Semarang, Gatra.com - Komisi B DPRD Jawa Tengah menilai Pemerintah Provinsi Jawa Tengah masih lambat dalam penanganan penyakit mulut dan kuku (PMK) yang menyerang hewan ternak.
Menurut Ketua Komisi B DPRD Jawa Tengah (Jateng), Sumanto kasus PMK terus bertambah. Tercatat hingga saat ini sebanyak 10.375 ekor ternak suspek dan 282 positif PMK.
Program jogo ternak yang disampaikan Gubernur Jateng, Ganjar Pranowo sampai sekarang juga belum terlihat di lapangan.
“Pemerintah Provinsi Jateng masih lambat dalam penangan PMK. Kami minta bisa cepat bergerak melakukan penanganan,” katanya kepada wartawan di Gedung DPRD Jateng, Semarang, Rabu (8/6).
Pemintah Provinsi (Pemprov) Jateng, lanjut Sumanto agar segera memberikan sosialisasi, vitamin, dan edukasi tentang PMK kepada para peternak kecil.
Oleh karenanya Pemprov Jateng perlu melakukan koordinasi dengan pemerintah kabupaten/kota untuk memberikan vitamin dan obat guna mencegah penyebaran PMK.
“Kebutuhan tersebut bisa difasilitasi APBD Jateng. Kami berharap ini ada penambahan anggaran untuk sosialisasi. Juga produksi vaksin sendiri bisa dilakukan. Tinggal nanti di perubahan anggaran ini, kita berharap ada penambahan,” ujarnya.
Politisi PDI Perjuangan ini menambahkan penanggulangan PMK mendesak untuk dilakukan agar tidak menular ke hewan ternak lainnya. Di Jateng jumlah hewan ternak, sapi, kambing, kerbau mencapai 8 juta ekor.
“Nilai 8 juta ekor hewan ternak ini mencapai Rp40 triliun. Kan eman-eman kalau sampai terkena PMK,” ujarnya.

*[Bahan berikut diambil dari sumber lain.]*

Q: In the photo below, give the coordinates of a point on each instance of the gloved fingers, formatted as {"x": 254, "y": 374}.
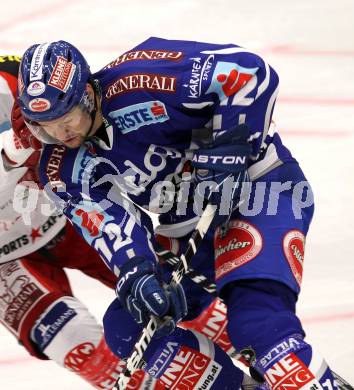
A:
{"x": 149, "y": 293}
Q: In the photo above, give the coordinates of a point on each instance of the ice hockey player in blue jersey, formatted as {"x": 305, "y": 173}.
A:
{"x": 164, "y": 127}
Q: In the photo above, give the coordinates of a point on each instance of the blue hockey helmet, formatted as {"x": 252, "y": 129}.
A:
{"x": 52, "y": 80}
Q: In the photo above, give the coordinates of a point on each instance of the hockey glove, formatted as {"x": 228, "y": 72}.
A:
{"x": 222, "y": 171}
{"x": 142, "y": 292}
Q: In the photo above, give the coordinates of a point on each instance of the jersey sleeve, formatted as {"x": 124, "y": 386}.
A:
{"x": 103, "y": 216}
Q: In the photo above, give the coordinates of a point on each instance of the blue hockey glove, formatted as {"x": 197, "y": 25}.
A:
{"x": 142, "y": 292}
{"x": 222, "y": 171}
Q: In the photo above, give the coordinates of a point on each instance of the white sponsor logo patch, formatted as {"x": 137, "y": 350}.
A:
{"x": 36, "y": 71}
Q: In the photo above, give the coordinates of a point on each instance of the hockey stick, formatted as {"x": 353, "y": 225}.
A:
{"x": 136, "y": 358}
{"x": 199, "y": 279}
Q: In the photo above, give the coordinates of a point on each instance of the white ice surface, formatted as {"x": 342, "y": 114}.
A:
{"x": 311, "y": 45}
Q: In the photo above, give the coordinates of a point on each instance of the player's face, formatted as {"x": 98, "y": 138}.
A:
{"x": 70, "y": 129}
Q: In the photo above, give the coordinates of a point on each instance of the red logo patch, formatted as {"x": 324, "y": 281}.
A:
{"x": 62, "y": 74}
{"x": 294, "y": 250}
{"x": 146, "y": 82}
{"x": 39, "y": 105}
{"x": 53, "y": 167}
{"x": 242, "y": 244}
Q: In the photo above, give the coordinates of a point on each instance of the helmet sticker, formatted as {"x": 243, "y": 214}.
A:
{"x": 36, "y": 71}
{"x": 62, "y": 74}
{"x": 36, "y": 88}
{"x": 39, "y": 105}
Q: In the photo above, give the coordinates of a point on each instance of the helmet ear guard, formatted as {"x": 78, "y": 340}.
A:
{"x": 52, "y": 80}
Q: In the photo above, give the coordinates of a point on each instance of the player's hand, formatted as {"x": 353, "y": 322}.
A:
{"x": 142, "y": 292}
{"x": 221, "y": 171}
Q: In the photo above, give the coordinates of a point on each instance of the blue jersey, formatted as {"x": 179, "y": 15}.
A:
{"x": 157, "y": 100}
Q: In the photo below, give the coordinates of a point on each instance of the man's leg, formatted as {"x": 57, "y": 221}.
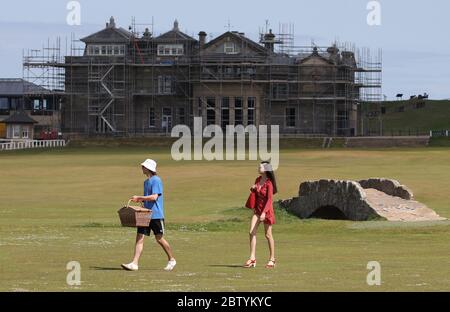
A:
{"x": 165, "y": 245}
{"x": 138, "y": 248}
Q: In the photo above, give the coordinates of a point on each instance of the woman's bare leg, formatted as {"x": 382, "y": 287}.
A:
{"x": 253, "y": 229}
{"x": 270, "y": 240}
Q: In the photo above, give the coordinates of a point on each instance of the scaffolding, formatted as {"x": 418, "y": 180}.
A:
{"x": 142, "y": 93}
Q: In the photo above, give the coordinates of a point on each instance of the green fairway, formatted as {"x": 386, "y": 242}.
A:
{"x": 61, "y": 205}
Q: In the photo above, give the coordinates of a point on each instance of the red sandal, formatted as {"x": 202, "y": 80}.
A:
{"x": 250, "y": 264}
{"x": 271, "y": 264}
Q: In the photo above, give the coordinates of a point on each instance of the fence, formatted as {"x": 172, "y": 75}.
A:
{"x": 17, "y": 145}
{"x": 439, "y": 133}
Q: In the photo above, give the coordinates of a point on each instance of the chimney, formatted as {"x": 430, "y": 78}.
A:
{"x": 112, "y": 23}
{"x": 202, "y": 38}
{"x": 269, "y": 41}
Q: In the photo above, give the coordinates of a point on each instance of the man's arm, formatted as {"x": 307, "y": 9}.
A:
{"x": 138, "y": 199}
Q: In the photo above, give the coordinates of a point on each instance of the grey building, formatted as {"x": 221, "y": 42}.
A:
{"x": 129, "y": 84}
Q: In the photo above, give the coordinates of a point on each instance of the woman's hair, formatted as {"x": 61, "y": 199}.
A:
{"x": 271, "y": 176}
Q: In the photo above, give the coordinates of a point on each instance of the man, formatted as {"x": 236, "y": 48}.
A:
{"x": 153, "y": 199}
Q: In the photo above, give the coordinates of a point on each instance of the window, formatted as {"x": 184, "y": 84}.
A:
{"x": 16, "y": 103}
{"x": 152, "y": 117}
{"x": 170, "y": 49}
{"x": 4, "y": 103}
{"x": 280, "y": 91}
{"x": 210, "y": 111}
{"x": 25, "y": 132}
{"x": 165, "y": 85}
{"x": 106, "y": 50}
{"x": 238, "y": 116}
{"x": 36, "y": 104}
{"x": 290, "y": 117}
{"x": 181, "y": 116}
{"x": 229, "y": 48}
{"x": 251, "y": 111}
{"x": 225, "y": 112}
{"x": 200, "y": 107}
{"x": 16, "y": 132}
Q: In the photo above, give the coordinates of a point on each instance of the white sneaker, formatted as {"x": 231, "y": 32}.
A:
{"x": 130, "y": 267}
{"x": 170, "y": 265}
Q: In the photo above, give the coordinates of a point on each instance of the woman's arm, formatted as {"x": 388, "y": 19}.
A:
{"x": 269, "y": 202}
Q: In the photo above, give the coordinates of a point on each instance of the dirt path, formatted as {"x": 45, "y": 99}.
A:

PMK memang menurunkan produktivitas hewan ternak yang terjangkit. Pada ternak pedaging misalnya, berat hewan bisa mengalami penurunan akibat terjangkiti PMK. Sapi perah yang terdampak juga bisa berkurang volume produksi susunya.
Sementara, Sekretaris Dinas Peternakan dan Kesehatan Hewan Jateng, Ign Hariyanta Nugraha menyatakan dari 10.375 ekor ternak suspek PMK sebanyak 282 ekor positif.
“Jumlah hewan ternak mati akibat PMK tercatat sebanyak 80 ekor,” katanya.
Nugraha menjelaskan daerah di Jateng yang paling hewan ternak terjangkit PMK adalah Kabupaten Blora dan Kabupaten Grobogan.
Untuk menanggulangi wabah tersebut, Pemprov Jateng telah membentuk Unit Respon Cepat (URC) yang melibatkan Balai Besar Veteriner (BBV) Wates, Balai Karantina Semarang, dan kepolisian.
Upaya penanggulangan PMK di Jawa Tengah terkendala beberapa faktor, misalnya biaya uji sampel yang relatif mahal. satu kali pemeriksaan di BBV Wates, diperlukan biaya sekitar Rp500.000.
Biaya tersebut tidak dibebankan kepada peternak ataupun pemerintah provinsi. Meskipun ditanggung BBV Wates, namun terbatasnya anggaran membuat proses penelusuran atau tracing PMK jadi terkendala.
“Stok obat, terus terang kami akui sangat terbatas, karena PMK tahun ini memang kejadian yang luar biasa,” ujarnya.